Gabriel ist Mitbesitzer von Solid State Logic, dem weltgrößten Hersteller von Mischpulten. Er betreibt die Real World Firmen Gruppe mit Studio, Platten-Label und Film-Produktion. Dazu ist er Gründer von WOMAD, einer Stiftung, die Musik- und Kulturfestivals in mehr als 40 Ländern organisiert und Bildungsprogramme und Workshops fördert. Das Hauptinteresse Gabriels bei den meisten dieser Projekte: Der technische Fortschritt.

Menschenrechte

"Mein Vater war Elektro-Ingenieur", sagt er. "Er hat immer an Dingen für die Zukunft gebastelt. Ich habe zwar nicht seine diesbezüglichen Fähigkeiten geerbt, aber seine Leidenschaft. So hatten wir zwei Jahre vor iTunes eine digitale Download-Plattform online."

Aber noch wichtiger als der Einsatz von Technik in der Musik ist ihm ihre Nutzung in Bezug auf die Förderung der Menschenrechte. Das jüngste Projekt dabei: "With Syria", eine im Februar gestartete Kampagne seiner Organisation "Witness", die Leute in Krisengebieten mit Videokameras versorgt, um Menschenrechtsverletzungen zu dokumentieren.

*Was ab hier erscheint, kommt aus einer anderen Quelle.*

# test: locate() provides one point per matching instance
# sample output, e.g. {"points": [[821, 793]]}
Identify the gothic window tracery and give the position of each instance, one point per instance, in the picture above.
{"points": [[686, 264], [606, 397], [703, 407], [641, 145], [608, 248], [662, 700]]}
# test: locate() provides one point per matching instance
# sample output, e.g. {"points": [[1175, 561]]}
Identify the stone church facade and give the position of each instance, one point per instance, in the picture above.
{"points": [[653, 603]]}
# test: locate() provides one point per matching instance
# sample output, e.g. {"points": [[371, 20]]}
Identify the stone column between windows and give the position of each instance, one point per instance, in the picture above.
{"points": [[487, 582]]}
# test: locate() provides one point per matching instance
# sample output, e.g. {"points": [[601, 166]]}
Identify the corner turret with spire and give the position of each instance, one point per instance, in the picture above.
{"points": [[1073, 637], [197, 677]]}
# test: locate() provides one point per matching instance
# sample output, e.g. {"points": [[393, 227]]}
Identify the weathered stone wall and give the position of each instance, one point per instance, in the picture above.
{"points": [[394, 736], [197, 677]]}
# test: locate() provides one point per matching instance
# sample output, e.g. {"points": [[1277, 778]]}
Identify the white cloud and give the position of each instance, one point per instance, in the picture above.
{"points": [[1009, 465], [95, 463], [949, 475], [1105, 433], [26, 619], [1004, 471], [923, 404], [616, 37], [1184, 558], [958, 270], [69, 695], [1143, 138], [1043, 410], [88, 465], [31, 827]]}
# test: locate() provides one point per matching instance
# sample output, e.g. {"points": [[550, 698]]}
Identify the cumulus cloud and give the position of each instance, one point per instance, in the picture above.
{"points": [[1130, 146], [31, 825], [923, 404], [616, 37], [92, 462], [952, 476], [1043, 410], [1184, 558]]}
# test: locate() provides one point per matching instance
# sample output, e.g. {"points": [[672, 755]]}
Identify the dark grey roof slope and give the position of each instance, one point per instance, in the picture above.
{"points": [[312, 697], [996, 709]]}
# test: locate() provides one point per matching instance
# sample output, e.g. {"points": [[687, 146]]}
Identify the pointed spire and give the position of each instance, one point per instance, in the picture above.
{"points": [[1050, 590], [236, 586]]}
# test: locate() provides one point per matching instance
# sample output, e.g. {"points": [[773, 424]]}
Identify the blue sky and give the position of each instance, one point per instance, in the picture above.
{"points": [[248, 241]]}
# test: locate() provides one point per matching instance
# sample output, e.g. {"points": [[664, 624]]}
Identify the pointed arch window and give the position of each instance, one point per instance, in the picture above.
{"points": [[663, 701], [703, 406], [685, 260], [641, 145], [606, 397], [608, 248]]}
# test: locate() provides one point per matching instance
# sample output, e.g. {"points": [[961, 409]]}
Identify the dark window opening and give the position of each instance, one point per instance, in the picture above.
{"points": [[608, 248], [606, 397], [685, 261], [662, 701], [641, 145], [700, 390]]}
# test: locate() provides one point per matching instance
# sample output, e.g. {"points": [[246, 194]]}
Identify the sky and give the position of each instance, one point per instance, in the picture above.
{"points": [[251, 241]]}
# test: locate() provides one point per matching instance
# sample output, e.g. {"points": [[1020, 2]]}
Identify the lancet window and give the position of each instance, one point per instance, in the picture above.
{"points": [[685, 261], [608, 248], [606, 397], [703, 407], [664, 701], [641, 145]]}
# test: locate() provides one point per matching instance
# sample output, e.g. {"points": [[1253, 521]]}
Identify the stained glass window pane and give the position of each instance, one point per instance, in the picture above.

"Wir haben damals versucht, Leute, die die Regierung bekämpft haben, zu unterstützen. Aber seither ist mit dem IS die dortige Situation extrem kompliziert geworden. Denn der Feind deines Feindes ist noch lange nicht dein Freund. Aber wir haben nach wie vor unglaublich tapfere Leute dort, die helfen, zu dokumentieren, was vorgeht. Wenn das auch nicht unbedingt zum Frieden führen wird, glaube ich trotzdem, dass die Transparenz und die Möglichkeit, das Wissen um die Wahrheit in die Welt zu tragen, ein wichtiger Beitrag zu Veränderungen ist. Denn ohne der Wahrheit gibt es keine Freiheit."

Zur Person: Peter Gabriel

Werdegang
Peter Gabriel wurde am 13. 2. 1950 in Chobham in England geboren. 1967 gründete der Multi-Instrumentalist mit den Schulfreunden Tony Banks und Mike Rutherford Genesis. Als Leadsänger und Mastermind hinter Konzept-Alben wie „The Lamb Lies Down On Broadway“ und den ausgeklügelten Shows prägte er den Erfolg der Band entscheidend mit. 1975 verließ er die Band um als Solo-Künstler weiterzumachen.

Österreich-Shows
Peter Gabriel tritt am 23. November in der Stadthalle in Graz und am 24. November in der Salzburgarena auf.